Они ужинали в шикарном ресторане на Елисейских полях. Потом, по предложению девушки пешком отправились к берегам Сены. Тихий апрельский вечер окутывал нежным ароматом каштанов. Молодые люди молчали, Пьеру все никак не хватало решимости. Тогда Елизавета взяла инициативу в свои руки, им уже давно пора было объяснится, она вдруг остановилась, оперлась на парапет набережной. Здесь было тихо и безлюдно, мерно плескались волны, в темном небе чернел Нотр-Дам.

— Пьер….

— Нет, позвольте мне начать. Он взял ее руку в свои, нежно поцеловал, — Елизавета, я…Вы очень… дороги мне…Вы в моей жизни четвертый месяц, а мне кажется, что я знаю Вас всю жизнь и отныне…моя жизнь — Ваша, — он заглянул в синеву ее глаз, — Я люблю тебя, — и прежде чем девушка опомнилась, легко привлек к себе, наклонился к губам, осторожно поцеловал.

Ничего подобного, что происходило с ней от тех волшебных поцелуев с Никитой в заброшенном лесном домике, не произошло, земля и небо остались на местах, сердце не переполнилось нежностью, не дрогнуло.

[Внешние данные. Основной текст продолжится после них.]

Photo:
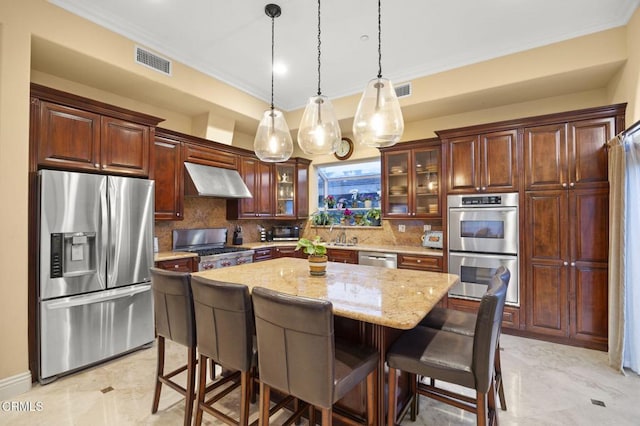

В голове ясно билась мысль, «нет, я не смогу, прости меня, Пьер, но я не смогу».

Отстранившись он смотрел на нее с легким испугом.

— Что-то не так, я не должен был, у Вас в России не принято до свадьбы?

— Нет, но…

— Ну, конечно, же милая я схожу от тебя с ума, ты выйдешь за меня, сделаешь меня самым счастливым человеком на свете?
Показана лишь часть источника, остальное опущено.